正常な世界にて
ところが、そこで珍事が起きる。力任せに勢いよく閉めたせいで、ドアが枠からガチャンと外れてしまったのだ……。まるでコメディ映画のワンシーンのようだった。思わず笑ったけど、耳元に妙な音が届いた途端、パッと真顔に戻ってみせた私。
シューシューという空気が漏れるような音が、近くから聞こえてくる。危険性は無さそうだけど、念のためライフルをしっかり構え、音の出所を探す。タイヤの空気は既に抜けているし、どこからだろ?

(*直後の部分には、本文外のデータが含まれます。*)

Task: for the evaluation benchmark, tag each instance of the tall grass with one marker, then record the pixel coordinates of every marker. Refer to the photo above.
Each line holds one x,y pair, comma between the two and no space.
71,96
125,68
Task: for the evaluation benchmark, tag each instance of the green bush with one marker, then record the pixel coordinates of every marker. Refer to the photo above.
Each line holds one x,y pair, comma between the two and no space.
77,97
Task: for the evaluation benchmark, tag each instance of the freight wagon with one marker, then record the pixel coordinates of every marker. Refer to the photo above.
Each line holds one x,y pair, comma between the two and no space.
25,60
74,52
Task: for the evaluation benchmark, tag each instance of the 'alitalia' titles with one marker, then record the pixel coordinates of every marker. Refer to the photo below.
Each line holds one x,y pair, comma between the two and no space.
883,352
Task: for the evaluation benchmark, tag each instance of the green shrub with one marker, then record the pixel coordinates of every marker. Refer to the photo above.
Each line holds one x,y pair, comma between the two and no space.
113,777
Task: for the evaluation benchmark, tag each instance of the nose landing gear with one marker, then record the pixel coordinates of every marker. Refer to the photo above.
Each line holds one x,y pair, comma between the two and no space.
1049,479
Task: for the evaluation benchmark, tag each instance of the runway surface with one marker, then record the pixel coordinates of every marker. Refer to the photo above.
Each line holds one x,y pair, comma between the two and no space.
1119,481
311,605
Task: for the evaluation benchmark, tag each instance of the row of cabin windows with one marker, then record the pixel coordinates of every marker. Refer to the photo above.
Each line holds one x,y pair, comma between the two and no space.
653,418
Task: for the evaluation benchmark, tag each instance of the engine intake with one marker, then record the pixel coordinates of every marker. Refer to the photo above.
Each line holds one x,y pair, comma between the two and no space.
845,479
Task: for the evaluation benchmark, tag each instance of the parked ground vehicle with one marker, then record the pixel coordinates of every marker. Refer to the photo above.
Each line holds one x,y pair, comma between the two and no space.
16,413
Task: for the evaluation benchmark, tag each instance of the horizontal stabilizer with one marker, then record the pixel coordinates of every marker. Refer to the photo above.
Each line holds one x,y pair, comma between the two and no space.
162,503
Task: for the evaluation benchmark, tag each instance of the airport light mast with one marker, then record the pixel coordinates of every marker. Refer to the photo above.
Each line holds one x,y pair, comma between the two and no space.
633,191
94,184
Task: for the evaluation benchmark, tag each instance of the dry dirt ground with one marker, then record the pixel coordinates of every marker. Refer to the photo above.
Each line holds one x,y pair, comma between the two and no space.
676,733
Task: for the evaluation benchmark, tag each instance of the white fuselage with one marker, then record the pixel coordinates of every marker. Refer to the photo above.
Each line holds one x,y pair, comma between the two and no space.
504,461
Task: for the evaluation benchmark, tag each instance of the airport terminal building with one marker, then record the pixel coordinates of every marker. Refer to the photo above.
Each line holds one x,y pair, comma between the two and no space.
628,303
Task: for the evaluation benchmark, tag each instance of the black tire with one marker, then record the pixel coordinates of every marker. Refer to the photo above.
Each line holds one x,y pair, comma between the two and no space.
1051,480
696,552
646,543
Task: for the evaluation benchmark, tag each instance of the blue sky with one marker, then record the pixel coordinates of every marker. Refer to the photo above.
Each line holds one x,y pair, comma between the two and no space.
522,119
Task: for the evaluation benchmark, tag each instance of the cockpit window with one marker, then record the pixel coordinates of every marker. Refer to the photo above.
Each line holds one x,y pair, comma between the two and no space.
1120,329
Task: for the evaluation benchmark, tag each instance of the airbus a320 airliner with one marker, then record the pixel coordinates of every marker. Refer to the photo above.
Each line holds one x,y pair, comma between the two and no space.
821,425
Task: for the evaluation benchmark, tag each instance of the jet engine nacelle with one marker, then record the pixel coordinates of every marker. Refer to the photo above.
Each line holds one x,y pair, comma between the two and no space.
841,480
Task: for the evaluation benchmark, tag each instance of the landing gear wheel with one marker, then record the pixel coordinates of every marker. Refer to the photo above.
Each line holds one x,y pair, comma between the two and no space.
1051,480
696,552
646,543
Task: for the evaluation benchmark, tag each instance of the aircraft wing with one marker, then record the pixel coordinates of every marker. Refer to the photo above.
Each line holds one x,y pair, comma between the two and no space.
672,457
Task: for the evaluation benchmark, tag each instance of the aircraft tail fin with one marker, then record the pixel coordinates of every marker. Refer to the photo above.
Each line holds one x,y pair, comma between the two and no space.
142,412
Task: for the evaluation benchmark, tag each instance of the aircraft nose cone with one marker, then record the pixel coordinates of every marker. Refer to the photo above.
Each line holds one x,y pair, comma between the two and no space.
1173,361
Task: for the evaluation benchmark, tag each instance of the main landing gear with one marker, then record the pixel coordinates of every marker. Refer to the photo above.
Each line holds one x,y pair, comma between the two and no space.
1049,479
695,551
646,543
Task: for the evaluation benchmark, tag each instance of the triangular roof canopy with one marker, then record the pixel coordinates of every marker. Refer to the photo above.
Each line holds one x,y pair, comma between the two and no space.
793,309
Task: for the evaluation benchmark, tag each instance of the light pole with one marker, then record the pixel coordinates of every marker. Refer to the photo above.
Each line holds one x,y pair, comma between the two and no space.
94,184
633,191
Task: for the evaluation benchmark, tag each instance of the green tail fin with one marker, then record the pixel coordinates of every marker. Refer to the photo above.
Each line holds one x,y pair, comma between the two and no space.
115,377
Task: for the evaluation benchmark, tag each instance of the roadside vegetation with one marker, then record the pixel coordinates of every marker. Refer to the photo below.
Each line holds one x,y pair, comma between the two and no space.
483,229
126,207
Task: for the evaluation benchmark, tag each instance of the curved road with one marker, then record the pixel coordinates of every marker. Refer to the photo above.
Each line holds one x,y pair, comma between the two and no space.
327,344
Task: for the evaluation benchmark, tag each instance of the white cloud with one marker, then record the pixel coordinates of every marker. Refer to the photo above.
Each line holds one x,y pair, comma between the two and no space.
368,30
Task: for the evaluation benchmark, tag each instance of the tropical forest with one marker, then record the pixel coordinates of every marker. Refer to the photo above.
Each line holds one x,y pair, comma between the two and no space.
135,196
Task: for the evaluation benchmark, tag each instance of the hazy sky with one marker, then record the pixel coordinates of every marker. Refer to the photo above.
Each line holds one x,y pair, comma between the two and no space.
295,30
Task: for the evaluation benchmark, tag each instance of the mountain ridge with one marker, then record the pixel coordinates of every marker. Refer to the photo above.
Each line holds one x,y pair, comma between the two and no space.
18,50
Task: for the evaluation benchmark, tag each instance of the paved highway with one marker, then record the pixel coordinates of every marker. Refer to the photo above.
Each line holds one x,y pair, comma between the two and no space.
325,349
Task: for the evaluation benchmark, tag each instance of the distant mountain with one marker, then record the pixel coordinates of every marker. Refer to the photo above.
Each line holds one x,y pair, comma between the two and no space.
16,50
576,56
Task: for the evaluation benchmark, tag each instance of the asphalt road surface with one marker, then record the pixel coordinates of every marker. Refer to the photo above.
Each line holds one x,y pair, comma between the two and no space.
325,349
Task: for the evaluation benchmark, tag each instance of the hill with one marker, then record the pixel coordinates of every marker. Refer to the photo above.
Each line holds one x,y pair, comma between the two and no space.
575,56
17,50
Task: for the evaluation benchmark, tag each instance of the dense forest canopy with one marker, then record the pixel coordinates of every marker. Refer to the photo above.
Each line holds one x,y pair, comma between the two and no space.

その出所はすぐに判明した。すぐ近くで倒れている兵士の首か口からだ……。
その兵士は、例のナイフ持ちの兵士だった。今は酷い見た目を晒しながら、死を目前に控えている。ナイフを握っていた右腕は、肘辺りで千切れて転がってるし、首から胸にかけてなど、濡れ濡れの赤い雑巾のようだ……。
死にかけの兵士は、口をパクパク開け、私に何かを伝えようとしてくる。だけど、口から出てきているのは、言葉じゃなくて鮮血だ……。
もはや親切なレベルで、この兵士の死を把握できた。私ができる行動は、今度も人助けだ。保護とまでは言えないけど。
ライフルをリロードする。私はゆっくりやることなんて忘れ、素早くこなした。そして、すぐに狙いをつける。この距離なら外しようがない。
ライフルの引き金を引いてみる。……うん、見事命中だ。